I’ve likely heard the familiar saying: “A bit of knowledge can be perilous.”
Regrettably, I have personally experienced its validity on multiple occasions.
It appears that whenever I embarked on misguided ventures, it didn’t take long for me to realize my lack of expertise in the subject matter.
A crucial realization was that merely observing my elder brother Lowell’s adept handling of various projects did not genetically impart the same skills to me.
Most of these endeavors were part of national competitions open to individuals aged 12 to 18.
With a four-year age gap between Lowell (may he rest in peace) and me, he ventured into the “Soapbox Derby” in Juneau, Alaska, competing in the Senior Division while I, barely 11, had to slightly manipulate my age to qualify for the Junior Division.
Lowell excelled in design, crafting two exceptional cars in consecutive years.

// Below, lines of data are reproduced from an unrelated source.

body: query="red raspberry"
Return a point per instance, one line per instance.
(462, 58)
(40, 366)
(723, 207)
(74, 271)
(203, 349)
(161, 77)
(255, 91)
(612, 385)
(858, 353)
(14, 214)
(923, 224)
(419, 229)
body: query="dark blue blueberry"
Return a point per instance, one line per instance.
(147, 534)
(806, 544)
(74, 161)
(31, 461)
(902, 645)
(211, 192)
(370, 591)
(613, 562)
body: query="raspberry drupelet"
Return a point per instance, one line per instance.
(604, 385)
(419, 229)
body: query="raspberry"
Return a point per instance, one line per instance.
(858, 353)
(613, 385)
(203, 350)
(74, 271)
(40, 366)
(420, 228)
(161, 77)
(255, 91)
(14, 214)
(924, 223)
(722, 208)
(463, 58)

In his final attempt, he dominated every heat and was on the cusp of clinching a trip to Akron, Ohio, when an unfortunate incident occurred. A lady spectator crossed the designated race course, causing Lowell to swerve, hit a curb, and consequently exit the race—a disappointing outcome.
On the contrary, my ambitious visions for my car quickly dissipated as my limited skills and knowledge became apparent.
Judging by my construction, no one would envision it as a potential racer; it eventually found its purpose as firewood.
Years later, residing in Utah post my high school graduation, Lowell, now a sign painter and designer for a neon sign company in Provo, recommended me for a position as a general assistant.
As expected, I found myself at the bottom of the shop hierarchy, excelling more in mischievous pranks such as welding the tinsmith’s tin snips to his worktable—a feat of questionable brilliance.
When an additional sign painter was required, my supposed hereditary talent led the boss to believe I was a suitable candidate. However, my inadequacy became evident when tasked with repainting a sign at a concrete plant, prompting a swift replacement.
Subsequently, a friend offered me a carpentry assistant role at an enticing rate of $2 per hour, which I accepted. Over time, I progressed from menial tasks to more substantial responsibilities, aiding in constructing small homes.
During a lull between projects, Sharon’s Uncle “Toffee” Hauzen enlisted my help for a minor construction job, which involved applying plywood under an overhang at one of his establishments.
While the initial task met his approval, our collaboration on a permanent fruit stand project faced challenges. Despite our efforts, our unfamiliarity with concrete work led to a disappointing outcome that necessitated professional intervention.
Remarkably, Uncle Toffee remained understanding and even offered kind words despite my recurrent demonstrations of the perils of limited knowledge.